My father was my abuser for years. . . sexually and emotionally. I lived still trying to please him but broke things off when I found out he abused my kids. He actually went to jail for that. After about 4 years we saw each other again. It didn't take me long to realize that I really didn't get a lot out of the relationship. He was still critical and I always ended up feeling bad about myself. So, I just sort of stopped visiting. He was pretty deaf so phone conversations were useless. Mom kept saying for a couple of years that he had Alzheimer's. Turns out he did and he was hospitalized because he couldn't walk and then put into an Alzheimer's unit. He died a little over a year later (May 4, 2011)
I cried a little, mostly because of my mom crying and seeing my brother upset. But, other than that, I feel nothing. Which of course, makes me feel bad that I feel nothing. I think a large part of it is that my 24 year old son died October 2008 and really, compared to the loss of a child, it's kind of "so what" about my dad.

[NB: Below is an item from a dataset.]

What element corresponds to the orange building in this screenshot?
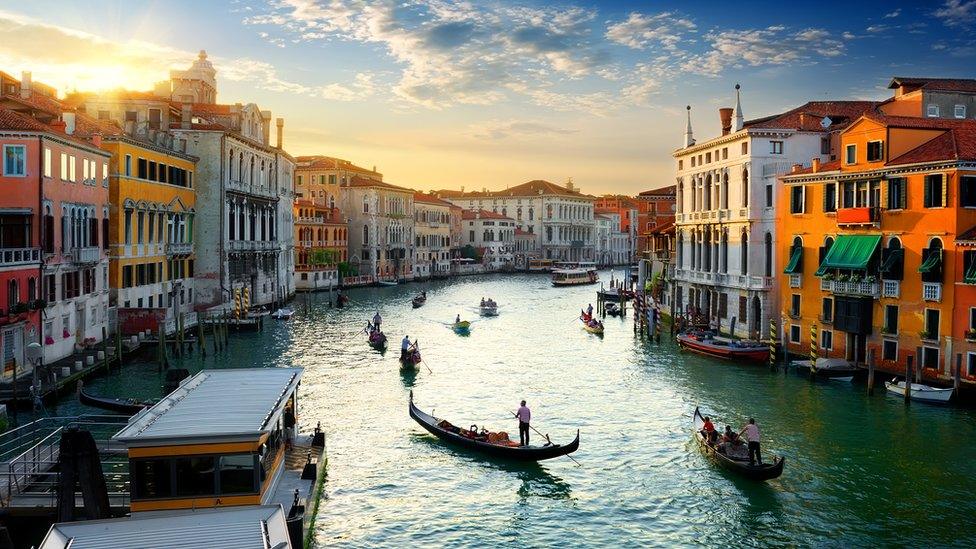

As they say, you are supposed to bury your parents. This is a natural progression. It was actually funny. I went to my grief therapist and she asked how my Mother's Day was. Mother's Day, despite having other children, is pretty horrible. I said, well we moved furniture for my mom. She said, wow, that's tough. Why did it have to be done then? It was like, oops, did I forget to tell you my dad died and she needed furniture moved because family was coming for the funeral?